Cette position s’inscrit dans la continuité des déclarations publiques d’Atkins sur la régulation des crypto-actifs, dans lesquelles le président a exposé l’approche de l’agence pour superviser les tokens et les plateformes de négociation. Pour un sujet connexe, voir SEC and CFTC Harmonize Crypto Regulation Plans.

L’enjeu pour les entreprises crypto et les investisseurs est important : des règles émises par la SEC auraient une force d’application directe, contrairement à une législation encore en cours d’examen au Congrès. Contrairement aux décisions de justice ou aux accords transactionnels — qui ont historiquement servi de principal mécanisme pour établir de facto la politique crypto — une procédure réglementaire formelle offrirait des voies de conformité plus claires. Ce signal est également lié aux travaux antérieurs de l’agence sur un cadre de taxonomie des tokens présenté par Atkins.

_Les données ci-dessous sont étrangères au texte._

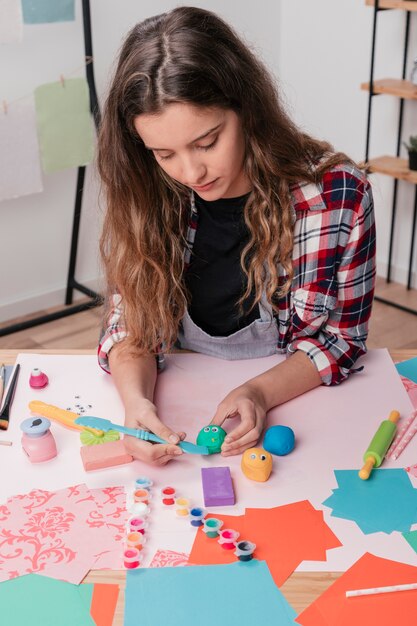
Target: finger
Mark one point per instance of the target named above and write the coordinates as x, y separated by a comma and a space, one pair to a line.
239, 449
165, 453
148, 452
222, 415
155, 425
248, 421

Pourquoi un retard de la CLARITY Act pourrait transférer davantage de pouvoir de supervision aux régulateurs

La CLARITY Act, référencée sous H.R. 3633, est le projet de loi de la Chambre destiné à définir la manière dont les actifs numériques sont régulés en établissant une frontière de compétence entre la SEC et la CFTC. Si le texte s’enlise, le cadre légal qui régit le secteur reste non rédigé, laissant les acteurs de marché sans orientation législative claire sur les actifs relevant du droit des valeurs mobilières par opposition au droit des matières premières.

Les perspectives d’adoption à court terme se sont affaiblies, la couverture du calendrier du Sénat et de sa pause d’août indiquant une fenêtre législative plus étroite. Ce retard pousse les acteurs du marché à surveiller les agences de régulation plutôt que les législateurs pour le prochain mouvement important.

Si la SEC agit en premier, les plateformes d’échange, les émetteurs de tokens et les équipes de conformité pourraient faire face à des obligations définies par l’agence avant que le texte législatif final ne soit arrêté. Cette incertitude complique la planification des entreprises, car une loi ultérieure pourrait modifier ou remplacer les règles intérimaires — une tension qui persiste tout au long du débat pluriannuel sur la structure du marché crypto au niveau fédéral.

Une telle orientation réglementaire s’inscrirait aussi dans les travaux de coordination interagences en cours, notamment les efforts visant à harmoniser la supervision crypto entre la SEC et la CFTC et les discussions antérieures d’une possible proposition de safe harbor crypto de la SEC. La manière dont ces différents volets convergeront reste indéterminée tant que le Congrès ou la SEC n’aura pas pris de mesure formelle.

Par ailleurs, la SEC a изложé ses priorités dans une déclaration d’agenda réglementaire 2026 et a invité le secteur à contribuer via son processus de contribution écrite de la crypto task force. Les parties prenantes souhaitant influencer l’orientation d’une éventuelle réglementation peuvent suivre ces canaux pour saisir des occasions de déposer des commentaires officiels.